In questo periodo si è sentito spesso parlare di spazio, dagli studi su Plutone fino al ritrovamento di acqua su Marte. Tutte le scoperte che vengono da ‘fuori’ la Terra sono possibili grazie alle migliori tecnologie e, anche in questo settore, i robot non mancano.

L’astronauta danese Andreas Mogensen è stato protagonista di una particolare operazione durante la sua permanenza sulla Stazione Spaziale Internazionale nel mese di Settembre. L’ESA ha preparato il test che aveva come obiettivo il controllo di un robot sulla terra da parte dell’astronauta sulla ISS.

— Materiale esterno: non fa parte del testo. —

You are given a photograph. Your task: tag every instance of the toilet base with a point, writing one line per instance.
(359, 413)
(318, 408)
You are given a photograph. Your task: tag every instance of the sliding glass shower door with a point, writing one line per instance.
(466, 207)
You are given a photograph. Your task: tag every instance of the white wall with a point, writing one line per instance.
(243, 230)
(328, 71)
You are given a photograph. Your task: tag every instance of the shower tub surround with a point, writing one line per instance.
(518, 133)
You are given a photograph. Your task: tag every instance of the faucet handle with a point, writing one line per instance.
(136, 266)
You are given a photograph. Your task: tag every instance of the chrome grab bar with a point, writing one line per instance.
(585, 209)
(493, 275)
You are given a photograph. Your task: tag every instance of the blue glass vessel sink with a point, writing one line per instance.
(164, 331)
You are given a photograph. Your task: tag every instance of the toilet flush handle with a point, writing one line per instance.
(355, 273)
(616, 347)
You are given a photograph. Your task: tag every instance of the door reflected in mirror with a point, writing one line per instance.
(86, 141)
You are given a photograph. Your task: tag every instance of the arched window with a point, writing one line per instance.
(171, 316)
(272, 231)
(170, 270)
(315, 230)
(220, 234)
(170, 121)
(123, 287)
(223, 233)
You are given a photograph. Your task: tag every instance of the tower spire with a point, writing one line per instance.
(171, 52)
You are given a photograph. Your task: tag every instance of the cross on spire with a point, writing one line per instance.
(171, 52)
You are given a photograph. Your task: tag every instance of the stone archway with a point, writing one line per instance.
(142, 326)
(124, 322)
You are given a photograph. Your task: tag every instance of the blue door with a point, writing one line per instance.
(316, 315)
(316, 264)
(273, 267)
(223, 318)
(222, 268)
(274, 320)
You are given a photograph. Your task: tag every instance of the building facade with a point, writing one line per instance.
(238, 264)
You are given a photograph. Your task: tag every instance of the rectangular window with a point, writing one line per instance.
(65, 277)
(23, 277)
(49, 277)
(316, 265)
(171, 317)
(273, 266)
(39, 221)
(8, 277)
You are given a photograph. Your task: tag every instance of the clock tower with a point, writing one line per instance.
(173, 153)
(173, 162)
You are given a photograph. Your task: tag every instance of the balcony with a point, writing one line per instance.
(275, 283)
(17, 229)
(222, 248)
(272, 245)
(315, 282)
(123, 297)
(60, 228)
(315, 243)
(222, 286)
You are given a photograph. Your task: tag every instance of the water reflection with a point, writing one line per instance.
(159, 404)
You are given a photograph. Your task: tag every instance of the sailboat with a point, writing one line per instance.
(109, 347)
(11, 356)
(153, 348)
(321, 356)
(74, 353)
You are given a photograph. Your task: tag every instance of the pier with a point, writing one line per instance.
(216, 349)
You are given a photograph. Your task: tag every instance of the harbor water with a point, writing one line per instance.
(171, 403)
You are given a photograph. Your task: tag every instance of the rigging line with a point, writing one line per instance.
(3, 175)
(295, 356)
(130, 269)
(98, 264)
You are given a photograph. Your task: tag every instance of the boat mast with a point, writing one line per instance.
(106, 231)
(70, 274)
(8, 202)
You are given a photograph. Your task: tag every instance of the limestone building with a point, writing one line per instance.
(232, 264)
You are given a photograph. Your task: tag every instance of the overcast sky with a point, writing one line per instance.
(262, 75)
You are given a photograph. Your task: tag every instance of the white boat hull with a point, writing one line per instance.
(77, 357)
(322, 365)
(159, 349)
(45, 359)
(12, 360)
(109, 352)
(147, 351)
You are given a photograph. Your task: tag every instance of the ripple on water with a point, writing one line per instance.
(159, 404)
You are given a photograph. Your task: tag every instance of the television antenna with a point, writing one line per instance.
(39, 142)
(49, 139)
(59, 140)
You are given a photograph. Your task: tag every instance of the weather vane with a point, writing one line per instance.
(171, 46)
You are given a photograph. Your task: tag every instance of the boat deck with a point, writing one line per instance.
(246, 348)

Haptics-1 joystick ESA. Close-up Engineering
Source: esa-telerobotics.net

Fin qui sembra facile, ma per completare la missione Andreas doveva controllare l’automa con un errore massimo di 150 micrometri, il tutto reso più difficile da un ritardo di comunicazione tra la Stazione Spaziale e la Terra di poco meno di un secondo.

Il robot utilizzato, chiamato Interact Centaur, deve la sua ‘intelligenza’ alla potenza di 7 computer ad alte prestazioni. Grazie allo speciale haptics-1 joystick (in foto) vengono controllate le due braccia, dotate di sensori che permettono a chi lo sta controllando di sentire tramite il tatto quello che sente la macchina. Il robot si muove tramite le quattro ruote che gli danno sostegno, mentre la visione è fornita da 4 telecamere che l’astronauta sfrutta per osservare la situazione, grazie anche al collo robotico a sei gradi di libertà che consentono un ampio campo visivo.

In aiuto all’astronauta, dei marcatori virtuali indicano la posizione attuale del robot (rettangoli gialli), la posizione dove esso è diretto (rettangoli bianchi) e la posizione e l’allineamento con l’oggetto interessato (rettangoli verdi). Inoltre, nel lavoro di precisione svolto da Mogensen è stato fondamentale l’utilizzo di un particolare laser che permette di cogliere la profondità.

Interact Centaur. Close-up Engineering
Source: esa.int

Il compimento della missione è stato un importante traguardo. Gli studi riguardanti lo spazio potranno essere sempre più precisi e approfonditi.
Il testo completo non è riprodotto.